Definition of $\vec{AB}$

If $A$ and $B$ are any points in $\mathbb{R}^n$, then the vector $\vec{AB}$ is defined by \[ \vec{AB}=B-A\] (on the right, we interpret points as column vectors so we can subtract them to get a column vector).

• $\vec{AB}$ is the vector which moves $A$ to $B$.

Example

In $\mathbb{R}^3$,

• if $A=(3,-4,5)$
• and $B=(11,6,-2)$
• then $\vec{AB}=\def\m#1{\mat{#1}}\m{11\\6\\-2}-\m{3\\-4\\5}=\m{8\\10\\-7}$.

The uses of vectors

Vectors are used in geometry and science to represent quantities with both a magnitude (size/length) and a direction.

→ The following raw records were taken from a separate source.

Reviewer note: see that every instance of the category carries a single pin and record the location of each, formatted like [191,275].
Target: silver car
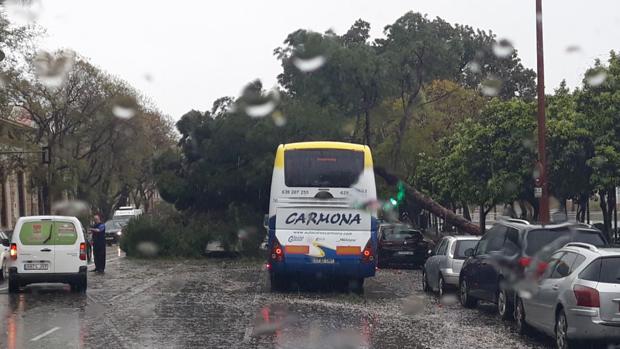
[576,298]
[442,268]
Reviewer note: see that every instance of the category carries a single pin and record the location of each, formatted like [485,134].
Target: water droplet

For example:

• displacements (in geometry)
• velocities
• forces

Recall that a column vector moves points. Its magnitude, or length, is how far it moves points.

Definition: the length of a vector

If $\vec v=\m{v_1\\v_2\\\vdots\\v_n}$ is a column vector in $\mathbb{R}^n$, then its magnitude, or length, or norm, is the number \[ \|\vec v\|=\sqrt{v_1^2+v_2^2+\dots+v_n^2}.\]

Examples

• $\left\|\m{4\\3}\right\|=\sqrt{4^2+3^2}=\sqrt{16+9}=\sqrt{25}=5$

• \begin{align*}\left\|\m{1\\0\\-2\\3}\right\|&=\sqrt{1^2+0^2+(-2)^2+3^2}\\&=\sqrt{1+0+4+9}=\sqrt{14}\end{align*}

Exercise

Prove that if $c\in \mathbb{R}$ is a scalar and $\vec v$ is a vector in $\mathbb{R}^n$, then \[ \|c\vec v\|=|c|\,\|\vec v\|.\] That is, multiplying a vector by a scalar $c$ scales its length by $|c|$, the absolute value of $c$.

• Hints: $\sqrt{xy}=\sqrt{x}\sqrt{y}$, and $\sqrt{c^2}=|c|$.

Distance between two points

$\|\vec{AB}\|$ is the distance from point $A$ to point $B$

• since this is the length of vector which takes point $A$ to point $B$.

• e.g. how far from from $A=(1,2)$ to $B=(-3,4)$?
• $\small\|\def\m#1{\left[\begin{smallmatrix}#1\end{smallmatrix}\right]}\vec{AB}\|=\left\|\m{-3\\4}-\m{1\\2}\right\|=\left\|\m{-4\\2}\right\|=\sqrt{(-4)^2+2^2}=\sqrt{20}$.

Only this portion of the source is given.